While much of the college and career efforts in California focus on high school students, sixth through eighth grade is a crucial time for students, research shows. Grades, attendance patterns and engagement at the middle school level are among the strongest predictors of high school graduation and college-going patterns, researchers say.

A 2009 study by the Everyone Graduates Center at Johns Hopkins University found that sixth graders who failed math or English or who had high absentee rates had only a 10 to 20 percent chance of graduating high school on time. And The Forgotten Middle, a 2008 study by testing company ACT, found that academic achievement in eighth grade “had a larger impact on (students’) college and career readiness by the time they graduate from high school than anything that happens in high school.”

Engagement in school drops as students get older, according to a 2012 Gallup Student Poll. About eight in 10 elementary school students report feeling engaged in school, but that drops to about six in 10 at the middle school level, the poll said. By high school, only four in 10 students say they are engaged in school, according to the national survey of 500,000 public school students in grades 5 through 12.

 “Kids (in middle school) are at their most advantageous mental state of acquiring languages, acquiring skills, doing things,” said John White, a retired middle school principal who is now an education consultant. “We’re trying to make them all Einsteins so they can go to college, but we don’t offer enough career stuff … nothing that students can really go out and do.”

“When we look at research alone, what we’re finding is a level of disengagement around education and academics that is spiking in those middle school years,” said Kim Davis Charlot, executive director of the San Francisco Bay Area branch of Spark, a nonprofit that matches middle school students in underserved communities with business apprenticeships.

The program seeks to catch students who are at risk of falling behind in middle school and pair them with mentors in real-world work environments, giving students an inside look at the business world and potential careers that interest them. Founded in 2004 in the Bay Area, Spark now partners with schools in the Los Angeles and San Francisco areas, as well as Philadelphia and Chicago.

The model worked for Kalin. Before Spark, Kalin said he was “barely passing” his classes at Bret Harte Middle School in Oakland, holding down about a C average. The Spark program paired him with mentors – including Rockbot CEO Garrett Dodge – who taught him website coding and helped the teen develop a growing skill in communication and public speaking. His mentors at Ask.com helped him build a website on crowdfunding site Indiegogo to raise money to send his basketball team to a tournament in Las Vegas.

Kalin graduated as a 4.0 student, and said he intends to maintain that average when he starts high school at Envision Academy of Arts & Technology in the fall.

“(Spark) was really beneficial to me and my classmates,” he said, “because we all got to see different careers and experience different jobs that we probably wouldn’t have known were out there. Everyone knows the main jobs everyone says – they want to be a doctor or a lawyer or a policeman – but they don’t know about all the other jobs they might be good at.”

Concrete lessons

Introducing students early on to the work world helps them understand the concrete value of what they’re learning and how it pertains to their future choices, said White, who was principal at Mulholland Middle School in Los Angeles for 16 years before he retired in 2012.

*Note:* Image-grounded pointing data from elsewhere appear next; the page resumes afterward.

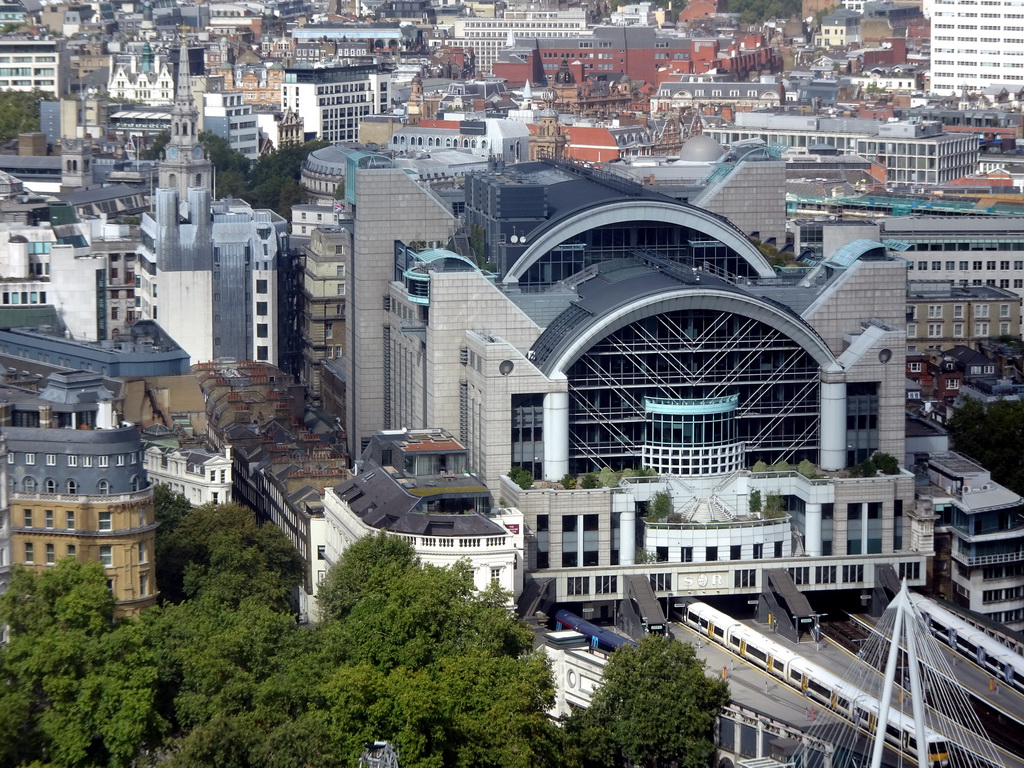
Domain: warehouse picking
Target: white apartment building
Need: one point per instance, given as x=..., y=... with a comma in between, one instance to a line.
x=487, y=36
x=146, y=79
x=910, y=153
x=202, y=476
x=976, y=44
x=27, y=64
x=229, y=117
x=332, y=100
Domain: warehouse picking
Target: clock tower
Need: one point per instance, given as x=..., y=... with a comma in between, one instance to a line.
x=184, y=164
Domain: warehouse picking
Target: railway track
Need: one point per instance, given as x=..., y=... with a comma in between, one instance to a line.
x=1003, y=730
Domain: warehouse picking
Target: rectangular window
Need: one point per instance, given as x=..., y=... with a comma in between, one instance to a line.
x=853, y=573
x=745, y=578
x=578, y=586
x=660, y=582
x=824, y=574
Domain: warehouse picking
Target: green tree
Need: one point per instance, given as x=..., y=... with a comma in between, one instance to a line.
x=992, y=435
x=660, y=506
x=755, y=503
x=78, y=689
x=886, y=463
x=368, y=565
x=521, y=477
x=156, y=148
x=222, y=554
x=231, y=166
x=19, y=112
x=424, y=614
x=655, y=707
x=774, y=505
x=608, y=477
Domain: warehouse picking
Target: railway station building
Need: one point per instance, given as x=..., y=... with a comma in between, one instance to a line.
x=603, y=334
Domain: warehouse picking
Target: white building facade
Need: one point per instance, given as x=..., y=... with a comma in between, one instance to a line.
x=201, y=476
x=977, y=46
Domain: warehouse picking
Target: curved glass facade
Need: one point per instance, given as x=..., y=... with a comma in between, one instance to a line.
x=693, y=354
x=692, y=437
x=680, y=244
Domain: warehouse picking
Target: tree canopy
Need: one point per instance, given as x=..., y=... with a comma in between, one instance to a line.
x=222, y=675
x=19, y=112
x=655, y=708
x=993, y=435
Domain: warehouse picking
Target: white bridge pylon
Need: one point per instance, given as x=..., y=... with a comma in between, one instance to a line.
x=903, y=632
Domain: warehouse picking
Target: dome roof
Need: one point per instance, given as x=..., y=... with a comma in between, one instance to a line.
x=700, y=148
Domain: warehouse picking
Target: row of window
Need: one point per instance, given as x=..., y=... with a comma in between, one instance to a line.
x=937, y=311
x=71, y=550
x=50, y=485
x=935, y=330
x=74, y=460
x=104, y=520
x=742, y=579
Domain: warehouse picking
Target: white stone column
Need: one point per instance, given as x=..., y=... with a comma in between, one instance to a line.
x=833, y=423
x=628, y=538
x=556, y=435
x=812, y=530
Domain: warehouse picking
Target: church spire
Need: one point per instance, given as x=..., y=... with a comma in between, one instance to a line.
x=183, y=95
x=184, y=164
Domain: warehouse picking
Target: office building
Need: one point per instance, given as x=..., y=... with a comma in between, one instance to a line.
x=912, y=154
x=332, y=99
x=208, y=270
x=974, y=50
x=74, y=484
x=29, y=62
x=623, y=330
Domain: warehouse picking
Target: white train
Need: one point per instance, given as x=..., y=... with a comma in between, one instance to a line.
x=972, y=642
x=815, y=682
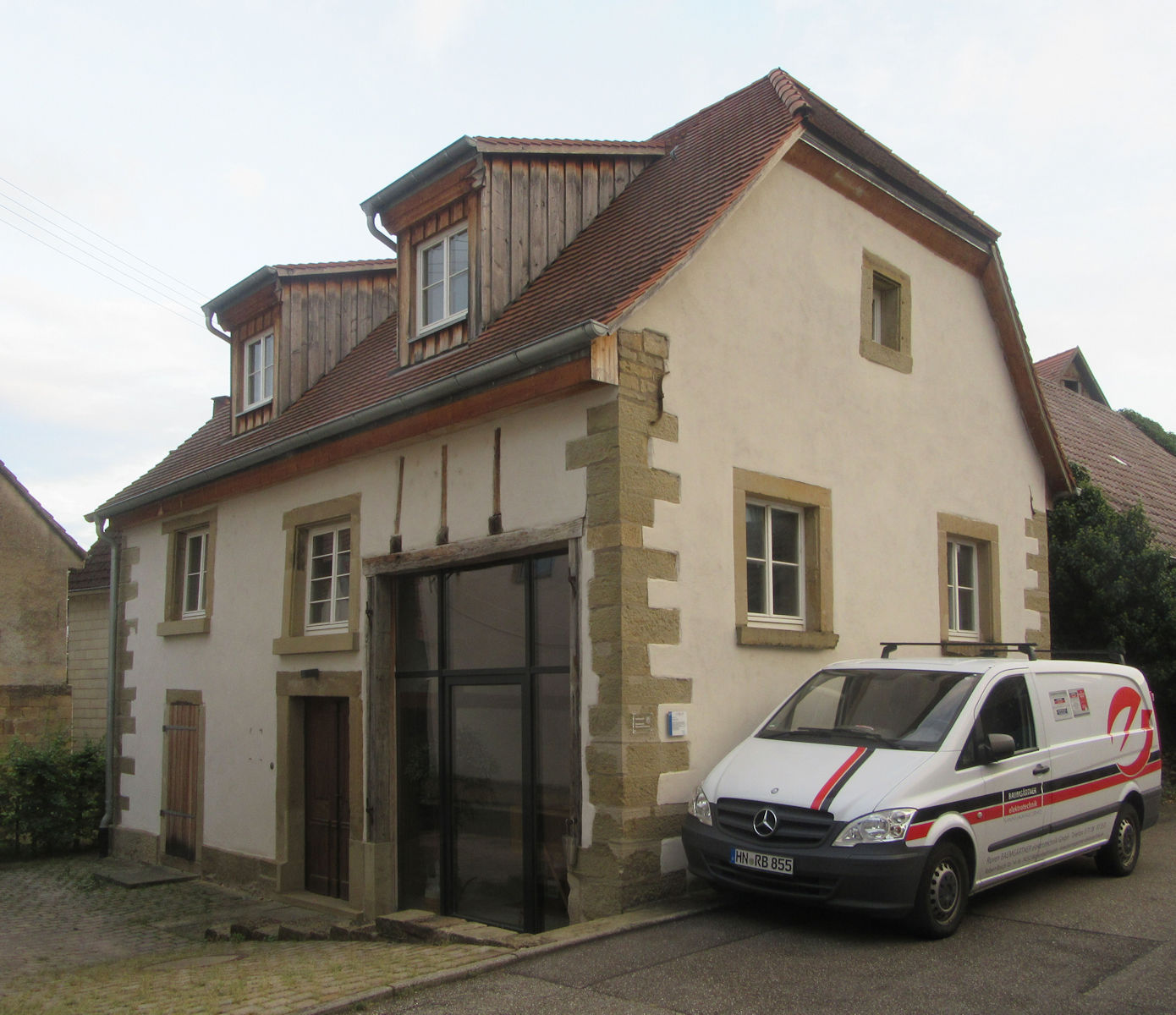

White launched a junior police academy at the school in 2000, introducing students to careers in law enforcement. The program was less about training a new crop of police cadets, he said, and more about showing students the various jobs they could aspire to in public safety – everything from security guard to district attorney and a number of related careers in between, from crime scene photographer to social worker to FBI agent.

“It kept kids connected to their futures through the options that presented themselves at every milepost,” White said. “Part of it is if you can present it in a manner that shows (pursuing a career field) is not just a dead-end type of existence, that it’s something that if they get involved in, they can go as high as their education is willing to take them.”

Middle school efforts are gaining increased traction at districts that have made college and career preparation a significant focus.

In San Bernardino City Unified, where the superintendent has pledged to put all students on a career pathway by 2017, middle and elementary schools are a key part of the equation. High school students participate in themed career pathway programs that mix academics with real work experience. Students at Arroyo Valley High School, for instance, can take a green energy pathway where they study environmental science while also helping install solar panels on homes.

To reach younger students, district schools are arranged in “clusters,” where students in elementary and middle schools that feed into high schools can be introduced to some of the career pathways they might encounter in later years.

“It’s not specifically to keyhole kids into a certain (career) pathway, it’s more looking at a broad scope of solid foundational and soft skills,” said Pam Kempthorne, the district’s coordinator of college and career readiness. “There’s a lot of going on field trips to industry, field trips to high schools, field trips to the places high school students are working. We’re trying to build a deep resource pool for the kids so that they can get acquainted with careers and really tap into something they find interesting.”

Likewise, the Sacramento City Unified School District is working to extend its substantial career pathways efforts at the high school level down to middle schools. Sacramento City is among districts in California implementing linked learning methods at its high schools; linked learning combines college-preparatory academics with work experiences and additional academic support for students.

The district is now engaged in a multi-year plan to extend more focused college and career preparation efforts down to students at the middle school and even elementary school level, said Olivine Roberts, the district’s chief academic officer.

“Of course it will look very different than what we have at the high school level,” Roberts said. “We won’t have students doing internships, but we can have more (representatives from) industry sectors coming into the school and playing a greater role so students have an understanding for the practicality and rationality of what they’re learning, to provide an intent around learning.”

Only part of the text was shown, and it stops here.